3.1. Social media analysis of subjective well-being
A proposed technique for global polarity classification in short texts, specifically Twitter, is described. The main objective was to obtain a map of subjective well-being for conterminous Mexico; this map will allow us to see the differences in regional perceptions about general well-being. Although this kind of maps can be obtained by traditional methods, such as polls, it is important to note that the amount of resources, human and economic, involved in such exercises, makes it impossible to measure well-being on finer spatio-temporal resolutions. On the other hand, validating a methodology based on social media analysis allows us a very fine-grain analysis, certainly, losing some of the robustness obtained with traditional polling.
For this, we classified the polarity (or sentiment) for each short text (in this case, a tweet). Sentiment analysis is one of the most important tasks in text mining. Nevertheless, this kind of analysis has several challenges related to the complexity of human language, that is, multitude of styles, informal writing, language mixing, short contexts, orthographic and grammatical errors, an always-growing vocabulary, etc. The sentiment classification attempts to determine if one document has a positive, negative or neutral opinion or any level of them (e.g. positive+, negative+, etc.). Determining whether a text document has a positive or a negative opinion is becoming an essential tool for both public and private companies . This tool is useful in knowing ‘what people think’, which can be important information to help in any decision-making process (for governments, marketing companies, etc.) .
3.1.1. Related work
Nowadays, several methods have been proposed in the community of opinion mining and sentiment analysis. Most of these works employ Twitter as a principal input of data and they aim at classifying entire documents as overall positive- or negative-polarity levels (sentiment). Such is the work presented by da Silva et al., which proposes an approach to classify sentiment of tweets by using classifier ensembles and lexicons; tweets are classified as positive or negative. As a result, it is concluded that classifier ensembles formed by several and diverse components are promising for tweet sentiment classification . Moreover, several state-of-the-art techniques were compared in four databases. The best accuracy result reported was around 75%.

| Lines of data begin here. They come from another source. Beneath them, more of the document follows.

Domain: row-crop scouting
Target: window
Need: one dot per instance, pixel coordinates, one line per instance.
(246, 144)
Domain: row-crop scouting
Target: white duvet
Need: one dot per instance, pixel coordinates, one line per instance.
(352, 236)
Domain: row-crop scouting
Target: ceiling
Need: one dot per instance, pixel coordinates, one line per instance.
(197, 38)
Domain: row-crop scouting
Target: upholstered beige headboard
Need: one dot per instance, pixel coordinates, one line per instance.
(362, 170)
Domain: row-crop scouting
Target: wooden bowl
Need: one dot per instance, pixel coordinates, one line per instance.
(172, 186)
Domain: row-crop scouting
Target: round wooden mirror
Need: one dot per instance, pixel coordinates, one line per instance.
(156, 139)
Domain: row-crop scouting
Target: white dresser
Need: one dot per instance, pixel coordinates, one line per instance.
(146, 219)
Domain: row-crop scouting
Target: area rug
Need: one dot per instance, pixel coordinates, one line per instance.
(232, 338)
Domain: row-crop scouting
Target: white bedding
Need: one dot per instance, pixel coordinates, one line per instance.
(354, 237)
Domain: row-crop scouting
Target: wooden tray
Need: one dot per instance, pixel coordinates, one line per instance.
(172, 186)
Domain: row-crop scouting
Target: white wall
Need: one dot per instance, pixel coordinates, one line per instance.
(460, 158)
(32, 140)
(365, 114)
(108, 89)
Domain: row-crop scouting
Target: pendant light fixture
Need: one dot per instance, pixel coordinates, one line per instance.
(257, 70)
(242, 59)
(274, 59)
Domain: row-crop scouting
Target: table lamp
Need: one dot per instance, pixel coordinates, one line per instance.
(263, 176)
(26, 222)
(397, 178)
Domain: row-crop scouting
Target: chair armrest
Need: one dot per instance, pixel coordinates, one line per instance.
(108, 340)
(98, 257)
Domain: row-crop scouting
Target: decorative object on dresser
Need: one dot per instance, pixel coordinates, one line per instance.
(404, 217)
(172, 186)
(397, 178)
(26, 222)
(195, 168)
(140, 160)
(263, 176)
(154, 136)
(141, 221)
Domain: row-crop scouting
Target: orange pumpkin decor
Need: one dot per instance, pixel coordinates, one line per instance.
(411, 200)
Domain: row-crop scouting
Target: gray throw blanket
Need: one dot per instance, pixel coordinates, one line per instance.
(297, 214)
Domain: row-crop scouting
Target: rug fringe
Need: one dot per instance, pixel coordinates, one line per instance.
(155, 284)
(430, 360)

Another method for sentiment extraction and classification of unstructured text is proposed by Shahbaz et al. who used five classes: strongly positive, positive, neutral, negative and strongly negative . The proposed solution combines techniques of natural language processing (NLP) at sentence level and algorithms of opinion mining. The accuracy result was 61% for five levels and 75% by reducing to three levels (positive, negative and neutral).
An approach of multi-label sentiment classification was proposed by Liu et al., which has three main components: text segmentation, feature extraction and multi-label classification . The features used included raw segmented words and sentiment features based on three sentiment dictionaries: DUTSD, NTUSD and HD. Moreover, here, a detailed study of several multi-label classification methods is conducted, in total, 11 state-of-the-art methods have been considered: BR, CC, CLR, HOMER, RAkEL, ECC, MLkNN, and RF-PCT, BRkNN, BRkNN-a and BRkNN-b. These methods were compared in two microblog datasets, and the reported results of all methods are around 0.50 of F-measure.
In general, most of the analysed works classify the documents mainly in three polarities: positive, neutral and negative. Moreover, most works analyse social media (mainly Twitter) documents. In this section, we describe a method to classify sentiment in tweets. The sentiment of the messages will be classified into three polarity levels: P (positive), neutral and N (negative). The proposed method is based on several standard techniques such as LDA (Latent Dirichlet Allocation), LSI (Latent Semantic Indexing), term frequency-inverse document frequency (TF-IDF) matrix in combination with the well-known SVM (Support Vector Machine) classifier.
3.1.2. Proposed solution
The overall workflow can be summarised as follows. A preprocessing step is first carried out, then a pseudo-phonetic transformation is applied and, finally, the q-gram expansion is generated.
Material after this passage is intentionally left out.